I want to share stories. I want to share the blessings in my life, as I've mentioned. But I want to share stories that have deeply touched me and that have made a tremendous spiritual impact on my life. I want to share examples of how tragedies can be turned into triumph; how heartaches can be turned into joy. I want to be real. Our life is not "normal" and there's a lot of "normal" stuff we miss out on because of our unique situation. It isn't my goal to brag about how difficult my life is so that people will feel sorry for me. My motivation isn't to brag about how strong I am. Trust me, I am probably the last person who thinks I am strong.
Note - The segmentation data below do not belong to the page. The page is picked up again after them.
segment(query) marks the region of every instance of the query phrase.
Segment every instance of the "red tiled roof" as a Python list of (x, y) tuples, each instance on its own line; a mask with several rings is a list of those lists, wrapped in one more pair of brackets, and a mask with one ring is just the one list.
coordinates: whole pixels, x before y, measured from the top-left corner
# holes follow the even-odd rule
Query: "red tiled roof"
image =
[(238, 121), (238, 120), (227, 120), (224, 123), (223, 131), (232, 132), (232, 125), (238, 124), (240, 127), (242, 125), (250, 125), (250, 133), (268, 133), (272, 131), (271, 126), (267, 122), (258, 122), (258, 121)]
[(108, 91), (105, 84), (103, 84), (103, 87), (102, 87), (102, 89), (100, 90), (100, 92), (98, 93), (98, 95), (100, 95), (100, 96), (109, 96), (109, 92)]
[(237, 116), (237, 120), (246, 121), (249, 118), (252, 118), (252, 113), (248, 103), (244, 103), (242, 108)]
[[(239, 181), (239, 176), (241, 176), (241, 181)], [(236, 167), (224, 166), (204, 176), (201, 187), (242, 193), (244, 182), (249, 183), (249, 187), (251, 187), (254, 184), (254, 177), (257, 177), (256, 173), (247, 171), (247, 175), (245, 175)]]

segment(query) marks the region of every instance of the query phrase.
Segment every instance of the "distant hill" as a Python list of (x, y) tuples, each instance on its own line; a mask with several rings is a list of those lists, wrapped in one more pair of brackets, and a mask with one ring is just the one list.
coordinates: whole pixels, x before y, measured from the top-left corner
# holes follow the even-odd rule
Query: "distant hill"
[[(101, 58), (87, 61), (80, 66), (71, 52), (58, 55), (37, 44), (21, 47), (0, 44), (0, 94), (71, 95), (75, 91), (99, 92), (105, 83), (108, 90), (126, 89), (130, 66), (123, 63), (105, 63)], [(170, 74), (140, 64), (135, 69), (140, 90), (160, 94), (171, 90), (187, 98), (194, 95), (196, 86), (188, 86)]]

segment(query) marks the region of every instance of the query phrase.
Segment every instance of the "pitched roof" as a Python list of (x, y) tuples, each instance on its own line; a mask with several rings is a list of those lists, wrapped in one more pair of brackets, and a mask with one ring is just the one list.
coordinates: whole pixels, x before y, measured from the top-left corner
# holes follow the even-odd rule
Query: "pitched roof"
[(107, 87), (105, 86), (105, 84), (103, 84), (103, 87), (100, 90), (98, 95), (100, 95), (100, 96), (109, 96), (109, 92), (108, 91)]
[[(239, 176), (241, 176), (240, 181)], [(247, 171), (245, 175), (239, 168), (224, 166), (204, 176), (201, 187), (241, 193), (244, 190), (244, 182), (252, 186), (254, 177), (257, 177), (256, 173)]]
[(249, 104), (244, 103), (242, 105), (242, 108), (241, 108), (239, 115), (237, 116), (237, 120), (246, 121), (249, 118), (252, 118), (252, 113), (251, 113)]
If you've been following me for a while or if you know me in person, maybe you've seen changes in my faith. Again, it's not my goal to brag about that. But the journey we've been on has had an incredible impact on my relationship with the Lord - especially in the last several months. I want to share my journey with people. Maybe there's someone out there who has had a similar experience. Maybe they have advice for me when I'm in a difficult situation. Maybe some of my words speak to them during their own difficult time.
I don't ever want my words to be about "me" - as in, look what I can do! I pray all the time about this blog. I pray for the blog and I pray for the people that it might reach. I pray hard that the words I write will be a blessing to someone. If what I have to say speaks directly to someone in a meaningful and impactful way, then it is all worth it. Even if that person is me. There have been times where I've had to pull up a post from the archives so I can re-read what I wrote during a particularly difficult time so that I can hear my words myself and remind myself what the Lord wants for me.
|A favorite scripture verse: Jeremiah 29:11|
I am a Christian. I want to share my faith journey with people. In this day and age, that may seem rather bold to some people. Weird even. A big part of who we are in our walk with Christ comes from the words we speak and write. I want to write words that speak truth to people. From time to time, I like to share some of the insights I have learned at the church services I attend. I am always amazed at how the messages seem to speak directly to me no matter where I am on my journey. I don't want to be controversial or offensive in any way. I just want to openly share. Maybe something I might write one day will resonate with someone who is having a difficult time on their journey and it might put something in perspective for them. I don't know. Maybe everything I write only affects me - and that's ok too.
|Notes from our church services|
So, whoever you are - whether I know you in real life or just in the blogosphere - welcome to my little corner of the internet. I am glad you chose to visit. You are always welcome here. I hope you enjoyed your stay!
Philemon 1:6 (NLT)
6 And I am praying that you will put into action the generosity that comes from your faith as you understand and experience all the good things we have in Christ.